As per the present invention, for self-training, the user is provided the functionality to listen to their recorded audio and compare it with the assessment. The model speaker audio is also made available to the user as a reference. There is also a provision to slow down the playback of this audio for beginners. This user audio could also be “corrected” to match the model template so that the user can listen to their own corrected voice for learning.

Additionally, detailed feedback can be availed by the user on each parameter. For example, the detailed lexical feedback as shown in figure 9 could display the total number of miscues to the user as well as indicate the words from the model text that were missed or substituted with other words, or additional words that were inserted by the user which were not present in the model text. The detected phrase breaks and prominent words can be displayed with coloured highlighting to indicate whether these match with the expected event locations or not. Detailed feedback on other parameters like speech rate could include a graph plotting the variation of speech rate over time.

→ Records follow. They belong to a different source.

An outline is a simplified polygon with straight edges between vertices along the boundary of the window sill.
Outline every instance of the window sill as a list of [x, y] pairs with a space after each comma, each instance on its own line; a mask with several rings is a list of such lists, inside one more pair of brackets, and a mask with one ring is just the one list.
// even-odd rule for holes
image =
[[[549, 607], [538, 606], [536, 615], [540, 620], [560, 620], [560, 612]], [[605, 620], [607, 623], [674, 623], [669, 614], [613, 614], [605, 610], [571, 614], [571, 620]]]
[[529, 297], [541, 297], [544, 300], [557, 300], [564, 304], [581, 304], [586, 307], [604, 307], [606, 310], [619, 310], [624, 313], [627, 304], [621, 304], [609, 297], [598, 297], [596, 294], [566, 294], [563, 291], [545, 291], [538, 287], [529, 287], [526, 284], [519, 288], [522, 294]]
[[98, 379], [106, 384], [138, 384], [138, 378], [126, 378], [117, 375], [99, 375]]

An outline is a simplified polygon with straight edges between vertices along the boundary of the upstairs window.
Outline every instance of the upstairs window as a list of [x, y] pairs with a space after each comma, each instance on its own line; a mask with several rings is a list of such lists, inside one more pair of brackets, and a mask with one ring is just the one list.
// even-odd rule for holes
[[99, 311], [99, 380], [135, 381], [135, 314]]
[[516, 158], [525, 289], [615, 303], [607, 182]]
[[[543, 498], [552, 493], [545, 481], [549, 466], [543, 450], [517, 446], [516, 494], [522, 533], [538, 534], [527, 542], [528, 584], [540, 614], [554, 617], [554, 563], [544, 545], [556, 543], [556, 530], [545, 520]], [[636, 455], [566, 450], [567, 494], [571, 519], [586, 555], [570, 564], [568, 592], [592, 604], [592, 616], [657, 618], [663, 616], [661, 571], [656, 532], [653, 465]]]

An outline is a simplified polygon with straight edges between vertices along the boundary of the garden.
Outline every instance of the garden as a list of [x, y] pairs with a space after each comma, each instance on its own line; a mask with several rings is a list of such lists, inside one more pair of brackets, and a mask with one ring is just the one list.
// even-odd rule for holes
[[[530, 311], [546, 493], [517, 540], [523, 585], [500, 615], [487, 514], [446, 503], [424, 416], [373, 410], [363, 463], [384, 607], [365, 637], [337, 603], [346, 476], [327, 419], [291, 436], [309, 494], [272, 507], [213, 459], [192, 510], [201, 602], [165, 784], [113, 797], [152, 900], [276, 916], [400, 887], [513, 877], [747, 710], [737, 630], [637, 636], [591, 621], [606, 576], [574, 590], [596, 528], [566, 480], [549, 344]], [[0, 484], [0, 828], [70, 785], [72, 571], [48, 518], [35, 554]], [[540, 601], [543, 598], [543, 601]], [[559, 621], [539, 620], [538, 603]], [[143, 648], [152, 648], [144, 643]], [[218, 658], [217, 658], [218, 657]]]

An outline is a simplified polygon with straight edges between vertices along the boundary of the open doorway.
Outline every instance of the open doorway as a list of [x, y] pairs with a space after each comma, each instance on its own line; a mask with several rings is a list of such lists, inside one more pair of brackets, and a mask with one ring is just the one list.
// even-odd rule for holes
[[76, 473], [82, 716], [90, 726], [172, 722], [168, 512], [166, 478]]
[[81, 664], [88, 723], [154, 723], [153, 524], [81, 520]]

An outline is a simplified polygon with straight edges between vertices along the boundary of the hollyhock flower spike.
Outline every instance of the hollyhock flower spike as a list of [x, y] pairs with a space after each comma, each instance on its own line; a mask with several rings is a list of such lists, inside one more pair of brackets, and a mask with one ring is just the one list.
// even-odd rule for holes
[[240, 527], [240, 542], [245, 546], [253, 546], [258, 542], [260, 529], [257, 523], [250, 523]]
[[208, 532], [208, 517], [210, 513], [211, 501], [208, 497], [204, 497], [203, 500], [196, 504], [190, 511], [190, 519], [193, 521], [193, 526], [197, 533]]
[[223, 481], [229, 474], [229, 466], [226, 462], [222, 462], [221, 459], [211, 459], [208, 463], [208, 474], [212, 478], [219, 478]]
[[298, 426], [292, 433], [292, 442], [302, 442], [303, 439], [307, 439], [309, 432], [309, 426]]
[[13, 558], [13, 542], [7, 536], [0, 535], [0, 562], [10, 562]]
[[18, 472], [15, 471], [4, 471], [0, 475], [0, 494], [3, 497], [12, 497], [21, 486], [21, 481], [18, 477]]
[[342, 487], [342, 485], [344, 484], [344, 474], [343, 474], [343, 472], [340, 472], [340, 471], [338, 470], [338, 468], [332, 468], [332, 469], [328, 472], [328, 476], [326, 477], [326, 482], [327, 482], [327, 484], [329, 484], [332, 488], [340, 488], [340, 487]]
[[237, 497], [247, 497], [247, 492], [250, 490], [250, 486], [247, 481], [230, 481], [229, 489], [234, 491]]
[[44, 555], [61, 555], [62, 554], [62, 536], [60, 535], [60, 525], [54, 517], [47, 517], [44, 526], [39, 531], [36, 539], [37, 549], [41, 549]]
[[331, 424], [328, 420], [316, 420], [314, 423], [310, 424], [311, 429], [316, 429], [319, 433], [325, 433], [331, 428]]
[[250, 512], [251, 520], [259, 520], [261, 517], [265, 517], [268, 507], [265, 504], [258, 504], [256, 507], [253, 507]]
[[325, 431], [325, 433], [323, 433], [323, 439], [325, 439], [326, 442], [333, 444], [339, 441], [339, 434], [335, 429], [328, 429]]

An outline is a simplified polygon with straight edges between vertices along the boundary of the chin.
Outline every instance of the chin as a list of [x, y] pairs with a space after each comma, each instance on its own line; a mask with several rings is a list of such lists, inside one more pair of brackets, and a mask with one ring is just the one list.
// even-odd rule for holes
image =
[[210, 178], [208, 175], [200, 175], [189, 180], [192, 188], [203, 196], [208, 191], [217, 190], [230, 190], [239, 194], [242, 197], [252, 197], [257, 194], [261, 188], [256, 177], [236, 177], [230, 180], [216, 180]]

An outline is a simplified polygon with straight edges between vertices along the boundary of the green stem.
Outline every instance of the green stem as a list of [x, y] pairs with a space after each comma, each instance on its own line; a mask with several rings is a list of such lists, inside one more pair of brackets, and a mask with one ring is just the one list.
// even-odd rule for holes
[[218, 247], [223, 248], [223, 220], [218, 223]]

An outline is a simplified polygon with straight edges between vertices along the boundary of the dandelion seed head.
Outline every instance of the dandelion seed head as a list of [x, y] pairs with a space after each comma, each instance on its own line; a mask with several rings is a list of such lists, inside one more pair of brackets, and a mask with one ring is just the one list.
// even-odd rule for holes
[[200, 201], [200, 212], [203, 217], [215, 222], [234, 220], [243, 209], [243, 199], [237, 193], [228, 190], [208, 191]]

The overall assessment as well as detailed feedback makes for a system that can serve a valuable role in programs requiring regular monitoring and evaluation of language and literacy interventions. It can also serve in a training context where the user gets immediate feedback followed by guidance on the next steps of required practice. Such a personalized tutor can serve as a powerful supplement to classroom instruction.

Finally, all the work described herein is applicable to reading instruction and training as well as to speech and drama instruction and training. It can also be easily be extended to the text-independent assessment scenario as long as an ASR engine is applied to the incoming audio recording. The model information structure is obtained by applying a part-of- speech (PoS) tagging to the detected words and forming references phrases and prominent words for comparison with the detected user attributes. Further, the statistical summary of detected pauses and pitch variations can be compared with expected norms for a fluent speaker of the language.

Some of the significant features and the non-limiting advantages of the invention over the prior art are mentioned below:

• The proposed solution forms an effective component in any testing of spoken communication skills. For instance, it may be used in oral reading assessment for children in primary school, a literacy assessment tool for the large-scale monitoring of basic education programmes, a practice tool in speech and drama training.

• For scenarios involving text independent case -the present disclosure provides additional statistics of pauses and durations and also about pitch variations and voice quality to be used for fluency scoring. The embodiments of this disclosure are not purely based on pronunciation of words, as it was the case in the prior art.

• The assessment of individuals could be used by the organization to obtain some trends for intervention such as specific cultural or native tongue influences.

• User video recording and the effects produced thereof with the present invention makes the process engaging.

• The system disclosed herein incorporates identifying the difficulty of the story using the text attributes and facilitates the personalization of the training to match individual skill levels.